You’re not falling apart. Women in their early 40s to early 50s are walking out of doctor’s offices with diagnoses of depression or anxiety when the real cause is a hormonal shift that the standard screening tools were never built to detect.
This article will not tell you that perimenopause mood changes misdiagnosed as mental illness is rare. It will show you exactly why it keeps happening, what the biology actually looks like, and what you can say at your next appointment to change the outcome.
| # | Section | What You’ll Find |
|---|---|---|
| 1 | The Broken Screening Tool | Why the test itself is part of the problem |
| 2 | What Hormones Do to Your Brain | The chemical chain no one explains to you |
| 3 | The Symptoms That Get Mislabeled | Why the mood clues look like something else |
| 4 | Getting a Better Diagnosis | What the right clinical conversation sounds like |
| 5 | Treatment That Fits the Cause | What changes when the diagnosis is correct |
| 6 | How to Stop the Misdiagnosis | Steps to take before your next appointment |
The Screening Tool That Was Not Built for You
You fill out a quick questionnaire at the doctor’s office and a few minutes later you have a diagnosis. That questionnaire may be quietly working against you. This is one of the clearest reasons why perimenopause mood changes misdiagnosed as depression keeps happening to women who are otherwise physically healthy.
Nearly four in 10 women seeking care for perimenopause symptoms have reported feeling misdiagnosed, according to a 2025 national survey of more than 1,000 women commissioned by Biote.¹

The tool doctors most commonly use to screen for depression is the PHQ-8 [a standardized eight-item questionnaire used to detect depressive symptoms in a general adult population].
Its eight items cover sleep disruption, fatigue, low interest in activities, concentration problems, appetite changes, low mood, self-critical thoughts, and psychomotor changes [feeling slowed down or restless].
Here is the structural problem. Seven of those eight items can be caused by perimenopause alone, and not by clinical depression.¹ Sleep disruption, fatigue, concentration problems, appetite changes, and mood disturbance are all documented perimenopause symptoms.
When a woman in the middle of a hormonal transition fills out this form, the score can point to clinical depression even when her brain chemistry is being destabilized by estrogen fluctuations, not by a mental health condition.
That same 2025 survey found that 33% of respondents received treatment for anxiety, 27% for depression, and 13% for panic attacks during this period.¹ Among women who were prescribed medication for a mental health condition during perimenopause, more than one-third believed they were not correctly diagnosed.¹
It is not a bad screening tool. It does what it was designed to do. The problem is that it was designed for a general adult population, and it was not built to separate hormonal mood instability from a primary psychiatric diagnosis.
What the questionnaire cannot see is what is happening inside the brain during a hormonal shift, and that is where the story actually starts.
Why Your Hormones Scramble the Mood Signals in Your Brain
You may have noticed that your mood can shift within the same day, and that no obvious external event triggered it.
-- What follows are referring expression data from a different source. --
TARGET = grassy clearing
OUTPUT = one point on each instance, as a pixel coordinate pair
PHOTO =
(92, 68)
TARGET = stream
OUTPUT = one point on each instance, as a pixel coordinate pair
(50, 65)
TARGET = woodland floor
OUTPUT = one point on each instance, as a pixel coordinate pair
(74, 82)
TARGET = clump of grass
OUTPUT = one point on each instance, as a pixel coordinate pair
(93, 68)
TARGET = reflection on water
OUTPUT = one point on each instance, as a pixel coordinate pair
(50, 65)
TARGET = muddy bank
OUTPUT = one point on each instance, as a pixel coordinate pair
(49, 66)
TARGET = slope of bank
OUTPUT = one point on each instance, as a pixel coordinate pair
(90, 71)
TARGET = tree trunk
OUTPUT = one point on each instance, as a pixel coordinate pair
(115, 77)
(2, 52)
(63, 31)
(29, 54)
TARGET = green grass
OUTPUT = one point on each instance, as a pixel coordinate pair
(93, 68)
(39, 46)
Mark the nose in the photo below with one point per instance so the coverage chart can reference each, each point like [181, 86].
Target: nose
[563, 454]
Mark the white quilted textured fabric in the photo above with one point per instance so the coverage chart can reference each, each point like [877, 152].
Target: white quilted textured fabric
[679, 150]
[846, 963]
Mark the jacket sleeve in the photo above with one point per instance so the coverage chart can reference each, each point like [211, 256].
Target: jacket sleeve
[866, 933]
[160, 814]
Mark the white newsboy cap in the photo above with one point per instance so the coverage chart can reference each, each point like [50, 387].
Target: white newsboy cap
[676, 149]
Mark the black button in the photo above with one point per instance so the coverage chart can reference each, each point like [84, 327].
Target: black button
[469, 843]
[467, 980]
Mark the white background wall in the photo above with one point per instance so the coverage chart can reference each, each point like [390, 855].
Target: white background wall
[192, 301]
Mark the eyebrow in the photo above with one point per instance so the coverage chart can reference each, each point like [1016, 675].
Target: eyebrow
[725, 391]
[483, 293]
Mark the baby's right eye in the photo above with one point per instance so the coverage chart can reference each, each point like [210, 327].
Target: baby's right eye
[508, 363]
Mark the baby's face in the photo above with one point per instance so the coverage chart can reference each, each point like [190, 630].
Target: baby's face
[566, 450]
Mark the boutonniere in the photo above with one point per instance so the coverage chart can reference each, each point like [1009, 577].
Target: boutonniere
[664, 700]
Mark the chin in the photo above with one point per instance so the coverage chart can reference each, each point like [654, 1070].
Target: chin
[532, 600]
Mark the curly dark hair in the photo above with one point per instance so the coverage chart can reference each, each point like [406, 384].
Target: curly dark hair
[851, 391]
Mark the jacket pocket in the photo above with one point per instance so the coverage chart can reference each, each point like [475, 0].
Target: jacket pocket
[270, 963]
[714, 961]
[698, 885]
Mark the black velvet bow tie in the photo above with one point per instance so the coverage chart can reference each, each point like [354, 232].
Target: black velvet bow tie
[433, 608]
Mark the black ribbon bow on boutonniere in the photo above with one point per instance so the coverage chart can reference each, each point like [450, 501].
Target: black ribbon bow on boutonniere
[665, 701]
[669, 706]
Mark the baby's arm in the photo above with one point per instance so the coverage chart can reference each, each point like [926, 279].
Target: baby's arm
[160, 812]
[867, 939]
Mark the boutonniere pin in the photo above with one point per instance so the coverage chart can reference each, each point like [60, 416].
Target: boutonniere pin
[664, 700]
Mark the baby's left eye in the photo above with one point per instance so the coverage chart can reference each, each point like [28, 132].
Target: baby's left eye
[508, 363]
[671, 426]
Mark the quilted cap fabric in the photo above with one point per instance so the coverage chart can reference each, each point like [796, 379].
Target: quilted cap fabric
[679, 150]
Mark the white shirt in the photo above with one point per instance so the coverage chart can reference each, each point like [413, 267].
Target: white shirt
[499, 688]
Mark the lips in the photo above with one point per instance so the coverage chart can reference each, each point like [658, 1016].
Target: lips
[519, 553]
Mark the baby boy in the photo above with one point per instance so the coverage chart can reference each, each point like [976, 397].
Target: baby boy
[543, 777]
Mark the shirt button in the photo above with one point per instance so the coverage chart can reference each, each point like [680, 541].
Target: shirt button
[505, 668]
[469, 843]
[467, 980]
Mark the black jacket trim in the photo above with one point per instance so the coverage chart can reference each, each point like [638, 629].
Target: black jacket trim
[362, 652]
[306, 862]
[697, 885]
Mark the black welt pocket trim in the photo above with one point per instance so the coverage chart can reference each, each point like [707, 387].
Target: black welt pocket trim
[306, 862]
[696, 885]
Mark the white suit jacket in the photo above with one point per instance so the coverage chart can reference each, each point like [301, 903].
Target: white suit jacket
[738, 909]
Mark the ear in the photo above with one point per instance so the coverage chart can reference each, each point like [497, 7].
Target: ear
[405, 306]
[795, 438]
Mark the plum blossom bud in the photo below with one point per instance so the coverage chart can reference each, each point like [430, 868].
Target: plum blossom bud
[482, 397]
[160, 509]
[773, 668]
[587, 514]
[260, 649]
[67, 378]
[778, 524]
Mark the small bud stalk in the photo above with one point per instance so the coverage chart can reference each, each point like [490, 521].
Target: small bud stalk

That is not a personal failing. That is a chemistry problem. The depression screening tool most doctors use in a quick office visit has seven of its eight questions answered “yes” by perimenopause itself, which means the tool cannot tell the difference between a hormonal shift and a mental health condition.

Here is what is actually happening. Estrogen is not just a reproductive hormone.
Estrogen receptors [specialized proteins in brain tissue that bind to estrogen and activate mood-regulating processes] are present in multiple brain regions involved in mood and cognitive regulation.² Estrogen also modulates the transmission of serotonin and noradrenaline, two chemicals the brain uses to maintain emotional stability.²
During perimenopause, estrogen and progesterone do not simply decline. They lurch.²˒³ Levels spike and drop in ways the brain has not experienced before.
Research has found that these erratic fluctuations in estradiol [the main form of estrogen active in the body] can disrupt serotonin, dopamine [a chemical linked to motivation and reward], and norepinephrine [a chemical involved in stress response and alertness], and are associated with mood instability, cognitive changes, and sleep disruption.³
The brain’s mood-regulating systems are sensitive to these swings, not just to a final low level of estrogen. This matters because it explains why some perimenopausal women feel fine for a week and then feel completely unlike themselves for three days with no warning. The problem is not a stable, low hormone level. It is unpredictability.
The fluctuation is the trigger. That distinction is important for treatment, and it is covered in Section 5.
The Perimenopause Mood Changes Most Often Misdiagnosed
You’ve probably described these feelings to someone and heard “it’s just stress.” It is not just stress, and you are far from alone in hearing that.
Approximately 70% of women experience some form of emotional disturbance during perimenopause, including irritability, anxiety, and depressive symptoms.⁴
There is actually a clinical name for what you are experiencing. The American College of Obstetricians and Gynecologists has named a specific pattern called perimenopausal mood instability [a recognized clinical term for the mood changes that arise from hormonal fluctuations during the transition to menopause, distinct from a diagnosis of clinical depression].⁵
This is not a synonym for depression. It has its own characteristics.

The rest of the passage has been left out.